European Union hesitates to import Kenya’s produce even as GMO war rages
Last week’s promise by members of the European Union (EU) that they would allow genetically modified foods from Kenya into their region may have been premature, with the European Parliament taking a new vote on Tuesday.
The new vote will give EU individual states the power to limit cultivation or importation of the controversial GM crops into their territory even if they have been approved by the 28-nation bloc.
Last Friday, Dominique Davoux on behalf of the head of the European delegation to Kenya Briet Lodewijk, had said such crops would be welcome in the EU region provided they met the necessary requirements.
Lodewjik was recanting a statement he had made in June warning Kenyan farmers that the union would not allow GMO exports into the region.
But the new vote removes the decision making from the commission, meaning Kenya or any other country will have to engage with individual’s EU states, many of them opposed to GMOs.
Lodewijk’s retraction followed a five-month period of intense pressure from American-funded pro- GMO groups that saw them petition the EU headquarters in Brussels, Belgium.
The ambassador’s problems started in June when, in a local morning TV show, he warned that the EU would not accept GMO products from Kenya or from anywhere else in the region.
This prompted the International Service for the Acquisition of Agri-Biotech Applications (ISAAA) to lead a delegation to the EU headquarters in Belgium to petition that Lodewijk be made to retract the statement.
ISAAA, an International NGO, has three centres globally in Kenya, the Philippines and the ISAAA Ameri Centre located in New York, which serves as the global administrative and financial headquarters of the agency.
It is funded by the Americans through USAID, private seed giants of Monsanto, Bayer CropScience, Sygenta, Pioneer Hi-Bred, two European banks and a host of other sources.
The delegation, according to a statement released by ISAAA Nairobi, was led by its director Dr Margret Karembu. Others were MPs Kareke Mbiuki, Florence Mutua and Pukose Satia.

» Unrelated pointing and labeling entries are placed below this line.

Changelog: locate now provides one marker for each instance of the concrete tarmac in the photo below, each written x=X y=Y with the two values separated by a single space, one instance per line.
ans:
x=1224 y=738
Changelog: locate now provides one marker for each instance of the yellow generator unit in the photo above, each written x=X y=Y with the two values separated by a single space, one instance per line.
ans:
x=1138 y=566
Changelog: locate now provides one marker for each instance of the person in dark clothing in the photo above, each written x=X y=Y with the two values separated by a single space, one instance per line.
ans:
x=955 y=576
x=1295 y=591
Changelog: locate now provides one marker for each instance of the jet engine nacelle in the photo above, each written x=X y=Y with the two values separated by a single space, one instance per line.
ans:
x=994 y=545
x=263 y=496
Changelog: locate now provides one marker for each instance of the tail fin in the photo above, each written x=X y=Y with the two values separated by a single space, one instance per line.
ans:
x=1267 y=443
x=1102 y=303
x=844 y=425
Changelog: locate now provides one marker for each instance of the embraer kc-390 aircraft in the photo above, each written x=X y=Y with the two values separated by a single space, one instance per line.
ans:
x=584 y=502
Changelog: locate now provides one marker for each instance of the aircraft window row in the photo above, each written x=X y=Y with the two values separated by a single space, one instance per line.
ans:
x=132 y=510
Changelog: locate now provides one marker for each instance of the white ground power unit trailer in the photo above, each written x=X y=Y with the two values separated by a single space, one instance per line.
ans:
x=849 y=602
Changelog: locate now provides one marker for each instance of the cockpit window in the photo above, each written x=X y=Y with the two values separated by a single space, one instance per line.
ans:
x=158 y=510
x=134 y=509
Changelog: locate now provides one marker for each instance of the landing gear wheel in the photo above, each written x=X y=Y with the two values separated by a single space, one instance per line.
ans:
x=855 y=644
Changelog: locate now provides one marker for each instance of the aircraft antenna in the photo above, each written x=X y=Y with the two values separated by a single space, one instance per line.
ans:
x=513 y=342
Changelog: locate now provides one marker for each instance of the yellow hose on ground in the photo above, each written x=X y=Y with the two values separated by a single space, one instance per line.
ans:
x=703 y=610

The statement says the team had expressed their concerns to the EU Chief Scientific Advisor Prof Anne Glover over Ambassador Lodewijk’s comments.
The delegation seems to have won then, with Lodewijk calling them for a meeting last month that was also attended by Dr Wilson Songa, the Principal Secretary in the Ministry of Industrialisation.

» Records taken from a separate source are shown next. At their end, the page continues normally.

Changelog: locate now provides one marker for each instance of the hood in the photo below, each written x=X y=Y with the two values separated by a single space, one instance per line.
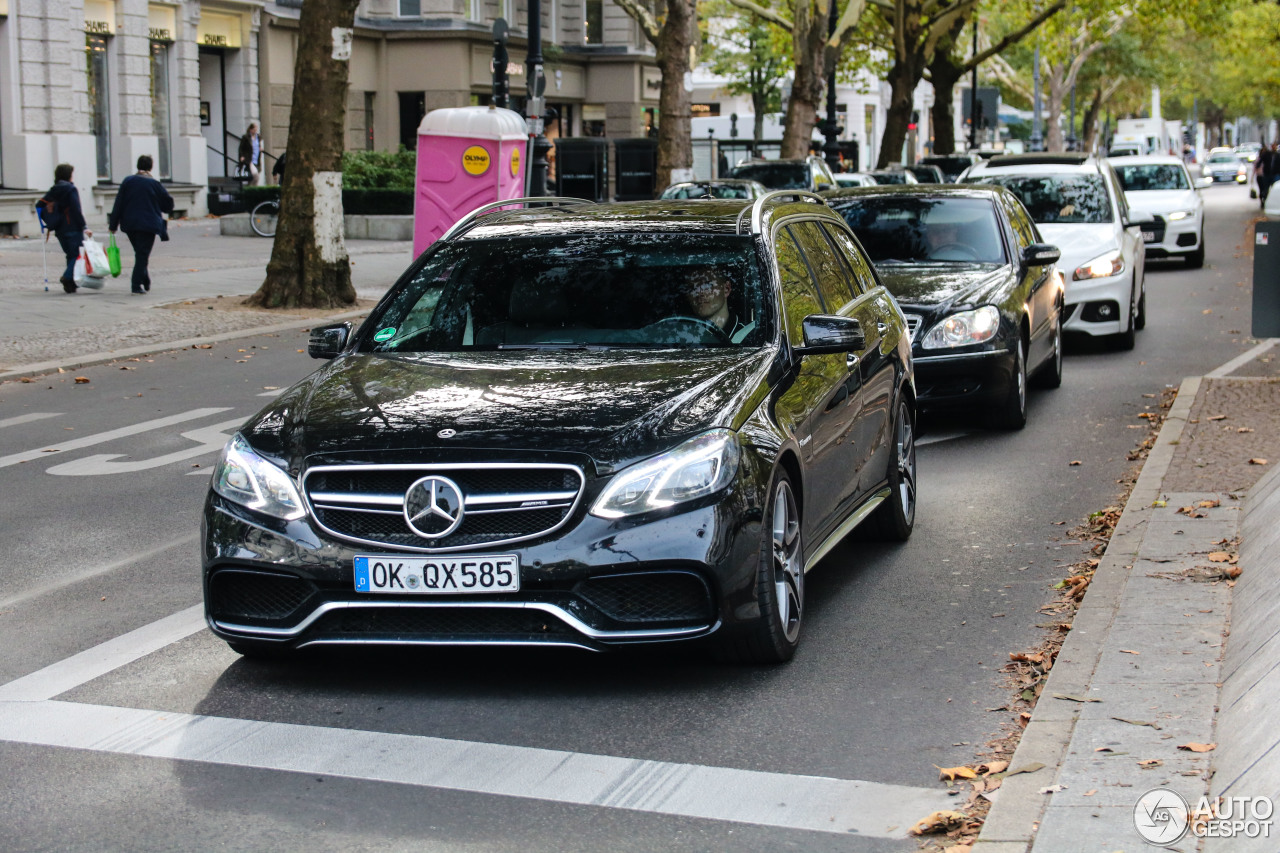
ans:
x=1162 y=203
x=616 y=406
x=1080 y=242
x=945 y=284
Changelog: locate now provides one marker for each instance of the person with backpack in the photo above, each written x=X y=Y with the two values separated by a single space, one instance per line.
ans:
x=62 y=214
x=140 y=210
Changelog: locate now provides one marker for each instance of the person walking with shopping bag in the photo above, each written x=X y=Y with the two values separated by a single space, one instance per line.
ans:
x=140 y=211
x=62 y=214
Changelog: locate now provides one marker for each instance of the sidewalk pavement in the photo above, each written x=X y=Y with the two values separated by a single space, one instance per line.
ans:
x=1159 y=655
x=1165 y=651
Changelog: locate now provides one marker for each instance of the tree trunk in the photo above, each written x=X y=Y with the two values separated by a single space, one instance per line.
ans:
x=309 y=265
x=903 y=78
x=945 y=74
x=679 y=35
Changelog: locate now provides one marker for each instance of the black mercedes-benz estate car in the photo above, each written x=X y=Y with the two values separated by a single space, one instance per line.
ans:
x=579 y=425
x=978 y=286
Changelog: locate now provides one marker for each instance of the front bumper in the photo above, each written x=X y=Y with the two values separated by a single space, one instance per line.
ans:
x=592 y=584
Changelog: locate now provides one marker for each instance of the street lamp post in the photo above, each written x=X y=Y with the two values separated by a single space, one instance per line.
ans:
x=830 y=128
x=534 y=104
x=1037 y=141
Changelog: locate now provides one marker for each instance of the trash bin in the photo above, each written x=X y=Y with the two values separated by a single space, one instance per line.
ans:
x=638 y=169
x=583 y=168
x=466 y=156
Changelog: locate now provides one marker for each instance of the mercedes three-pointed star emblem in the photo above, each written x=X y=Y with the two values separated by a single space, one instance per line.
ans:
x=433 y=506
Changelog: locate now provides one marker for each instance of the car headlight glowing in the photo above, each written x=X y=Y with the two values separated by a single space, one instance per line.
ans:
x=964 y=328
x=1101 y=267
x=700 y=466
x=246 y=478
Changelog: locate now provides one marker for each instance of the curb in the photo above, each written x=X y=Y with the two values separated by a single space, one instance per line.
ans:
x=113 y=355
x=1014 y=817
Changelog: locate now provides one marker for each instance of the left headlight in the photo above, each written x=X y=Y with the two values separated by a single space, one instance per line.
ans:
x=1101 y=267
x=964 y=328
x=246 y=478
x=700 y=466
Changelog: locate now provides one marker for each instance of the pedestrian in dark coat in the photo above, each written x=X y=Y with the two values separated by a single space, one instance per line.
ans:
x=140 y=211
x=62 y=214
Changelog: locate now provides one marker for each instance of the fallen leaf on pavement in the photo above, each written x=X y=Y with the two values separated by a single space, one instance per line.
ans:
x=947 y=774
x=938 y=822
x=1197 y=747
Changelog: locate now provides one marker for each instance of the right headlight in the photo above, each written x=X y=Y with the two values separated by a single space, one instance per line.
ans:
x=964 y=328
x=245 y=478
x=700 y=466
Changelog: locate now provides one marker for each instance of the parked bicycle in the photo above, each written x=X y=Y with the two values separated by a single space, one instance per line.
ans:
x=264 y=215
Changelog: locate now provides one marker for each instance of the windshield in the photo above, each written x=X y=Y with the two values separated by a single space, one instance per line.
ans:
x=1164 y=176
x=927 y=229
x=1059 y=197
x=777 y=176
x=575 y=291
x=704 y=190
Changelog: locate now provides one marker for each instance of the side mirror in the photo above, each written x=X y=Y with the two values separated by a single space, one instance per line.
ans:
x=831 y=333
x=1041 y=255
x=328 y=341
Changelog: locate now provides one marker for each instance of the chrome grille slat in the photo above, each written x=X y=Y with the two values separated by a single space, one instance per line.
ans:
x=362 y=509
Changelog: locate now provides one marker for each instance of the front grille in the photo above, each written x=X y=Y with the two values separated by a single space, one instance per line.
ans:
x=255 y=596
x=438 y=623
x=503 y=503
x=649 y=597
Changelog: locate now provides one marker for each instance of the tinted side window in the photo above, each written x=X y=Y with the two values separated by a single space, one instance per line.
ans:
x=832 y=276
x=799 y=295
x=863 y=277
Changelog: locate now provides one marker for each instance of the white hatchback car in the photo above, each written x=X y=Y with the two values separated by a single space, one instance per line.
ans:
x=1078 y=206
x=1160 y=185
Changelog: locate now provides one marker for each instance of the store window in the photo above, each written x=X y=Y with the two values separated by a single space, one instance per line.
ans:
x=160 y=108
x=100 y=115
x=593 y=32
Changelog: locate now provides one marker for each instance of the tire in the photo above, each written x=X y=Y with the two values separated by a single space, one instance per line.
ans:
x=778 y=584
x=1125 y=340
x=895 y=519
x=1011 y=414
x=263 y=219
x=1196 y=259
x=1050 y=374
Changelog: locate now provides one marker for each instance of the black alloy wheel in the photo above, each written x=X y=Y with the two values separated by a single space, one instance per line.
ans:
x=1011 y=414
x=778 y=584
x=895 y=519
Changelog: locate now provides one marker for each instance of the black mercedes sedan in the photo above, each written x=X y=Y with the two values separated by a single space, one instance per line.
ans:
x=574 y=424
x=978 y=286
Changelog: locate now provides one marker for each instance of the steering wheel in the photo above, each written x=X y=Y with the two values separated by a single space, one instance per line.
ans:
x=705 y=325
x=968 y=251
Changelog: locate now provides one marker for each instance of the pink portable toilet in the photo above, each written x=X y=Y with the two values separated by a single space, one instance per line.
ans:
x=466 y=156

“The way forward is for the ambassador to participate in a press conference where the same media house that aired the statement plus the spill-over media especially vernacular radio stations that aired the story would have an opportunity to develop a factual story on the same,” says the statement.
However, the ambassador seems to have managed to partially wriggle out of the trap at the last minute, choosing to be represented at the press conference last Friday by one of his officers, Mr Dominique Davoux.

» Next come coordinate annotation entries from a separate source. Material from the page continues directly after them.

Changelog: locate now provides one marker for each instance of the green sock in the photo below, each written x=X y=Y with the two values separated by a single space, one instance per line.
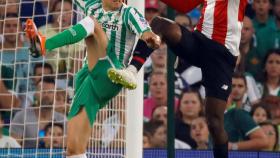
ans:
x=70 y=36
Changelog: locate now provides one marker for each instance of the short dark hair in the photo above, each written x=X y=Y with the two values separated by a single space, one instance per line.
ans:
x=42 y=65
x=50 y=125
x=261 y=105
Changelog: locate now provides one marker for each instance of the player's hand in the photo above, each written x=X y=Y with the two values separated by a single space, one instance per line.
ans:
x=153 y=41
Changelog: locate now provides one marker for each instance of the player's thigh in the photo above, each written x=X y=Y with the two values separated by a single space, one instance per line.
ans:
x=104 y=88
x=78 y=133
x=188 y=48
x=217 y=70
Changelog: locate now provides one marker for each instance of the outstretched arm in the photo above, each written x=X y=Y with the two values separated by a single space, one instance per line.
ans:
x=183 y=6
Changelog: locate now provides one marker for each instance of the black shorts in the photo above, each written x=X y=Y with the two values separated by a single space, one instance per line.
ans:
x=214 y=59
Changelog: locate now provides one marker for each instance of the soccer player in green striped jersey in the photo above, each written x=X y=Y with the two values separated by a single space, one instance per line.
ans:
x=109 y=30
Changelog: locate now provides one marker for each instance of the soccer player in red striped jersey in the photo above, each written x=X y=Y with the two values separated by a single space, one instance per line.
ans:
x=213 y=46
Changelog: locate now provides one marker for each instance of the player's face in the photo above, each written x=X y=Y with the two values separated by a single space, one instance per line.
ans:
x=247 y=31
x=261 y=7
x=260 y=115
x=10 y=29
x=111 y=5
x=199 y=130
x=271 y=135
x=190 y=105
x=272 y=65
x=160 y=114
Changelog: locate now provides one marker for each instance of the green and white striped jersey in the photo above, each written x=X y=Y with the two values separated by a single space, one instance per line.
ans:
x=121 y=26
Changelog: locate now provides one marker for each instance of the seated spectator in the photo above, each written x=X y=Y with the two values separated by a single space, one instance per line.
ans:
x=269 y=37
x=6 y=141
x=158 y=137
x=159 y=64
x=272 y=135
x=151 y=9
x=31 y=8
x=160 y=114
x=243 y=132
x=184 y=20
x=7 y=99
x=271 y=79
x=238 y=96
x=200 y=133
x=158 y=90
x=260 y=113
x=191 y=106
x=53 y=136
x=273 y=104
x=262 y=18
x=146 y=137
x=28 y=123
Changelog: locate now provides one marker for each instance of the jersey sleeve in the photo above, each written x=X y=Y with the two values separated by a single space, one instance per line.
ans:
x=88 y=6
x=136 y=22
x=183 y=6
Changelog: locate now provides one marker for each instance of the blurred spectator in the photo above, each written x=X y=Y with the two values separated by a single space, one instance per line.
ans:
x=269 y=37
x=151 y=9
x=272 y=135
x=260 y=113
x=30 y=9
x=6 y=141
x=158 y=138
x=162 y=9
x=271 y=79
x=53 y=136
x=40 y=70
x=160 y=114
x=249 y=60
x=191 y=106
x=184 y=20
x=62 y=19
x=31 y=121
x=158 y=90
x=146 y=136
x=200 y=133
x=262 y=18
x=159 y=64
x=243 y=132
x=239 y=97
x=273 y=104
x=61 y=101
x=7 y=99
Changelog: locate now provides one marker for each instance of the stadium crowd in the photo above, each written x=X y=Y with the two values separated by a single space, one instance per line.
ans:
x=36 y=93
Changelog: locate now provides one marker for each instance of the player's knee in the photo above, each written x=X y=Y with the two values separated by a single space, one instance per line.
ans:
x=161 y=25
x=73 y=148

Davoux said his boss had been quoted out of context and Kenya’s exports would be welcome into the region if they met set standards. The lobbyists also wanted the ban on GMO importation lifted against the advice of a Government task force, which has concluded that the country lacks a competent mechanism to regulate GMO products.
The task force led by Prof Kihumbu Thairu, a board member at the Kenya Medical Research Institute, concluded there is inadequate data to prove that indeed GMOs are safe for human consumption. But this may be just about to change.
An international group with backing from Russia, the US and Europe is planning what will be the longest, largest and most definitive study of GMOs to date to try to settle the debate once and for all.
The group is planning a $25 million study that will involve 6,000 rats to be fed on GMO maize to understand their health consequences on animals. A statement from the study called Factor GMO says preparatory work started early this year and full experimentation will begin in 2015 and will last two to three years.
“The study will take place at undisclosed locations in Western Europe and Russia. The exact locations of the study must be kept confidential for security reasons.”
The organisers say the study will answer questions like those which led Kenya to ban the importation of GMOs in 2012. These include whether GMO food causes cancer, damages internal organs such as kidneys, causes birth defects and/or reduces fertility.
The organisers promise to provide a full list of funders at the start of the experimental phase in 2015. “Factor GMO has not and will not accept funds from the industry that manufactures GM crops and their associated pesticides.”